The old man asked if I'd mind helping him to strip the weight plates from the machine. I asked if he wanted the weights somewhere specific, but he said no and then went on an asshole rant about how people leaving weights on the machines caused him to have to "waste time" stripping the machines himself. Um, yeah, jackass... that's what happens when you unnecessarily take responsibility for random shit in the world... you waste a lot of time.
It turned out that he didn't want to use the machine OR the weights. It's just that his OCD apparently takes the form of needing to keep the weight room pristinely organized.
Once I realized that he had embarked on an asshole rant, I walked away in the middle of his talking. Josh said that I should have told him to "toughen up, old man!" He might have been old, but he had that kind of former-quarterback booming manner that puts me off, and he was burly, so I just wanted to go away. It was annoying because I don't like admitting to being wrong, but I actually did it even though I thought his presence and manner were irritating, and then when he went on the asshole rant I decided that he wasn't a good test subject upon whom to practice being a better citizen.
Technically, the rule is that you leave the machine totally clear for the next person, so my lawyer brain knew that he was right.
But then I thought about it on and off all day today. For me, it boils down to the following principles:
1. You should not leave your sweat, head grease, and other bodily grime for the next person to find.

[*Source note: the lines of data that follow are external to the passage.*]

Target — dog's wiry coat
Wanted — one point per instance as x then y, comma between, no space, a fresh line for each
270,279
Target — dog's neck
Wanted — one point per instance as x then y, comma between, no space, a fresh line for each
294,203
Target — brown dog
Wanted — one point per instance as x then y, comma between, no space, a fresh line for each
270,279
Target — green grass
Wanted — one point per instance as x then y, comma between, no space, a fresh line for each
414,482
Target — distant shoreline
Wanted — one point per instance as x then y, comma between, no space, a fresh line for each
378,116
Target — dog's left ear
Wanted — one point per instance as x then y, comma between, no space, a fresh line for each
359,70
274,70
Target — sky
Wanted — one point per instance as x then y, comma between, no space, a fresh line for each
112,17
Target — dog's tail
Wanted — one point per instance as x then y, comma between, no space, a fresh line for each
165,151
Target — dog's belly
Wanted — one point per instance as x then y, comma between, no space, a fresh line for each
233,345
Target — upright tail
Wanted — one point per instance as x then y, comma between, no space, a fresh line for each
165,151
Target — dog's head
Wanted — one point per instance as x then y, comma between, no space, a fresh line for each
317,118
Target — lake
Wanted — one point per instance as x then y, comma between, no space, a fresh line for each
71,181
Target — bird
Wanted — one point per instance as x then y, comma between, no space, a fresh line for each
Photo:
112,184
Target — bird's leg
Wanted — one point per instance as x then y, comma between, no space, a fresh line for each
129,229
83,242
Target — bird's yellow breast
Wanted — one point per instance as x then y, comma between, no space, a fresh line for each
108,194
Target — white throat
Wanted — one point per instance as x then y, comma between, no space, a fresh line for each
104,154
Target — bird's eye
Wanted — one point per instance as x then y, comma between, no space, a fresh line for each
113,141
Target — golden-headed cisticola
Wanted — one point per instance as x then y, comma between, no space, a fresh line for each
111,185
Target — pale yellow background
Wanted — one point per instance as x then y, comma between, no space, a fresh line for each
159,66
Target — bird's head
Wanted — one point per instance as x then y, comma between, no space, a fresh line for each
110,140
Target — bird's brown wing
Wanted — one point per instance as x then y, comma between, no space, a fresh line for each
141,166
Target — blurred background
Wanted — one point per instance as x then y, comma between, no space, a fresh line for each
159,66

2. You should also not leave the smooth-surfaced 100 pound weights hanging on the bar. I don't even know if I
can lift that shit, and even if I can, I don't want to.
3. You should also not leave small weights on the bar, because it's likely that the next person is going to have to take those off.
Josh and I left 45 pound plates on the machine, which I am usually ok with doing because whenever I arrive at the machine and find it already stocked with 45 pound weights, I feel like it's a good karma day at the gym. Plus, most people that I see using the leg press do it with some combination of 45 pound weights.
But maybe my whole analysis is too me-centered, I started to think.
I don't like the 100 pound weights,
I like the 45 pound weights. Maybe other people feel about the 45s as I do about small plates and the 100s. Maybe the old man himself feels that way. So then I can see the his point, which is that it's better to fully clear away all of your weights when you are finished, because you really don't know what the next person will want.
sigh I'm still not totally convinced, though. A world where you have the prospect of finding what you want (45 pound weights already on the machine, for example) and the risk of finding what you don't what (say, 100 pound weights already on the machine) seems better to me overall than a world in which all outcomes are known (the machine will always be clear for you). But maybe not all of the gym goers feel that way.
You know, I used to dislike finding the 100 pound weights on the squat machine because I wasn't pressing 200 pounds at the time, but now that I am pressing that and more, I could probably come around to feeling good about finding even them on the machine. So at least that's one firm realization to come out of all of this internal babble.